小学生の息子が、同級生の家庭の話を、面白おかしく話していました。
同級生のご両親
息子の話によれば、その同級生のお家では、お父さんとお母さんの夫婦げんかが日常的に起こるらしいです。
些細なことで口論になり、ヒートアップし、「最終的にはビールの空き缶が飛ぶんだって!」と。
そしていったん口論が始まると、その同級生とお兄さんとで、どちらが先に風呂場に避難できるかの競争が始まるんだとか。
それをね、あっけらかんとね。
「そんな家があるなんて、信じられないでしょ!」という風に話すうちの息子。
笑えない
息子のエピソードを少し遠くで聞きながら、
「そのお宅で飛んでいるのはビールの空き缶なので、誰も怪我しなさそうだな。後片付けもそんなに大変そうじゃないな」
などと考えていた私です。
私が幼かった時、実家では皿が飛んで、割れていましたのでね。
うちの実家の場合は、父親がとにかく一方的に大声を出して暴れていたので、口論という感じではなかったけれど。

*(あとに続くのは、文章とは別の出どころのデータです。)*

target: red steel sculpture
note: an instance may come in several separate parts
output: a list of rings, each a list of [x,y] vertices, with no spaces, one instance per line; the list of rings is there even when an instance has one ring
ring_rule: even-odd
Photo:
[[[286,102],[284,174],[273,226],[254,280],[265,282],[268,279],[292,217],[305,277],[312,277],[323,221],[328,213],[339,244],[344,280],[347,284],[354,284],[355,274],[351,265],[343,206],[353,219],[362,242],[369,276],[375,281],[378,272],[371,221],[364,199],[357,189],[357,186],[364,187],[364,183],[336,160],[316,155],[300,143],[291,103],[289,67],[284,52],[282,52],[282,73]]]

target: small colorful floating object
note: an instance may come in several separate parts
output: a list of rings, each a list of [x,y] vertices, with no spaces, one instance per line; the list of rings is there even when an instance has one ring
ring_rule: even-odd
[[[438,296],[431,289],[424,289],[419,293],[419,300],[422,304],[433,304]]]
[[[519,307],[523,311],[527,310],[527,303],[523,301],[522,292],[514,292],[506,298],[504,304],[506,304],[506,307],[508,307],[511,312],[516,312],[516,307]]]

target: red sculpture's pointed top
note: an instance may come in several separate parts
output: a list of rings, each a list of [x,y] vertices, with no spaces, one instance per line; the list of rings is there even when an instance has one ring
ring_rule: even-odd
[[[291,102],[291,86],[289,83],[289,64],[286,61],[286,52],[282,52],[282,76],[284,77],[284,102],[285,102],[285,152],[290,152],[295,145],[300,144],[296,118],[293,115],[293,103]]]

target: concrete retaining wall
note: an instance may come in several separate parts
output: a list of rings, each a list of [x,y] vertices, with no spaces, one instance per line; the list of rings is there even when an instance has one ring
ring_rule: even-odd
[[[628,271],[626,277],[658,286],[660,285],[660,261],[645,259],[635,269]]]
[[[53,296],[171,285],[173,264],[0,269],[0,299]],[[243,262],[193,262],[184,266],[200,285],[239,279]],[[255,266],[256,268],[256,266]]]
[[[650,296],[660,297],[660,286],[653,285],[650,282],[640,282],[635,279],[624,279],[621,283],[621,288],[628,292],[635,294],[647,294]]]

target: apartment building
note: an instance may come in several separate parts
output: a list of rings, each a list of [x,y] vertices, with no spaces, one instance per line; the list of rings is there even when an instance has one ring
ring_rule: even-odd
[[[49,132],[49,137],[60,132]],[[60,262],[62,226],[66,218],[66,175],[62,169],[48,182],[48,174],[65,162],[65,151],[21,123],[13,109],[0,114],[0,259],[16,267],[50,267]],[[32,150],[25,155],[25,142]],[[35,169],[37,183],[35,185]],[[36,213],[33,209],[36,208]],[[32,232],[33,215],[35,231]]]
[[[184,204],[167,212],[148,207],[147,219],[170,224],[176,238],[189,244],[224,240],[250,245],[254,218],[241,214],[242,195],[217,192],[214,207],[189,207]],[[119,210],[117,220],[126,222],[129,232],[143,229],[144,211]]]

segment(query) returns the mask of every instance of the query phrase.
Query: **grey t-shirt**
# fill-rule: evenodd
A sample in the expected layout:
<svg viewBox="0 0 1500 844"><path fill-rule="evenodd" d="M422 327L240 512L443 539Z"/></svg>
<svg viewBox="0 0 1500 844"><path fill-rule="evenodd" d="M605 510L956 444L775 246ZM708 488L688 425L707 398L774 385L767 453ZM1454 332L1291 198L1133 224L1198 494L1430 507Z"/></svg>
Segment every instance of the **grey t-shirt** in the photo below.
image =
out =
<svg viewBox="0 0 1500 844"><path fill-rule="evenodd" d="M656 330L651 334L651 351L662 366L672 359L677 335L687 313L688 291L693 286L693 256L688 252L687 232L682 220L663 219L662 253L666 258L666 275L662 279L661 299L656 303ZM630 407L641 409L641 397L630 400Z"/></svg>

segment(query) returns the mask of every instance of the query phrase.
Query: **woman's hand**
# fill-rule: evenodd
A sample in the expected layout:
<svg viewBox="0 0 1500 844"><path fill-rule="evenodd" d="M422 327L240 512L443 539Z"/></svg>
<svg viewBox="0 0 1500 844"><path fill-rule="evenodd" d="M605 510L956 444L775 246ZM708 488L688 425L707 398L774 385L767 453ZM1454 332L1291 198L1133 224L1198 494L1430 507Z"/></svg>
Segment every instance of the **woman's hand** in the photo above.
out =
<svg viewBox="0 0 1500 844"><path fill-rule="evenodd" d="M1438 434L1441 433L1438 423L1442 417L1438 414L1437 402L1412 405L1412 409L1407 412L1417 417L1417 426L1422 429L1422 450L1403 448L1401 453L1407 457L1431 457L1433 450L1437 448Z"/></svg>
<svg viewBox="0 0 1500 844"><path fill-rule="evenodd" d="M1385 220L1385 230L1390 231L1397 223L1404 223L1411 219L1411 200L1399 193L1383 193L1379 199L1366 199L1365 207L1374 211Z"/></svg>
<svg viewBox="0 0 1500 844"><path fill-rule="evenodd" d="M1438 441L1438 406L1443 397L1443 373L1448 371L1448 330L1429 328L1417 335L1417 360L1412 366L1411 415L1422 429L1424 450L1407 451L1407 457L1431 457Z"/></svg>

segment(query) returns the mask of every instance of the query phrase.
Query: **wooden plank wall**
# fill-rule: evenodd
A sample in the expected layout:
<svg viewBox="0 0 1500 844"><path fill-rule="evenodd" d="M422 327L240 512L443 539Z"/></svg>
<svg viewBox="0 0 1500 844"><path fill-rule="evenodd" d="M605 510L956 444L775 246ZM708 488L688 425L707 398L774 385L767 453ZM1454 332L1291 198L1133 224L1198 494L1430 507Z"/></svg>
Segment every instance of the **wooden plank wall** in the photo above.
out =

父親がキレると、別の部屋に逃げ込んで、怒鳴り声が聞こえないように耳を塞ぐ幼少期でした。
ああ、思い出したくもない。
息子が話しているところに真顔で出て行って、
「あのさぁ、面白おかしく話しているけど、全然笑えないよ」
と伝えました。
別に息子も悪気があって言っているのではありません。
「ああ、そうか…」
と彼もすぐに分かったようなので、それでいいのですけど。
「お父さんとお母さんが仲が悪い家とかもあるんだなって思って」
そうだね。
うちは幸い、夫婦げんかがほとんど起こらない家だから、わからなかったよね。
ある意味、こんなに無邪気にその話をできるのは、わが子が幸せな家庭に育っている証拠かもしれません。
だけど、世の中みんな仲良し家族ってわけじゃない。
その話をお友だち本人が明るく話したのかもしれませんが。
お父さんとお母さんが仲が悪いところを見るのは、どんな気持ちだろう。
一触即発の戦場みたいなおうちに育った子が、どんな気持ちで日々をやり過ごしているかに、少しでも思いを巡らせてみようね。
可哀そうだから同情する、というのともちょっと違う。
友だちがそういう話をしたければ聞いてあげるし。
したくないんだったら無理やりこじ開けようとはしない。
小学生にはなかなか難しいことだとは思う。
ただ、それをどこか別のところで、面白エピソードみたいに語るのは、違うよって。
今の環境に感謝できること
子育てにおいて最近、すごく気を付けたいと思うのが
「この恵まれた環境を当たり前だと思うなよ」
ということを子どもに伝えることです。
別に親として威張り散らして、何不自由なく養ってやってるんだからお前ら感謝しろよ、ということではなくて。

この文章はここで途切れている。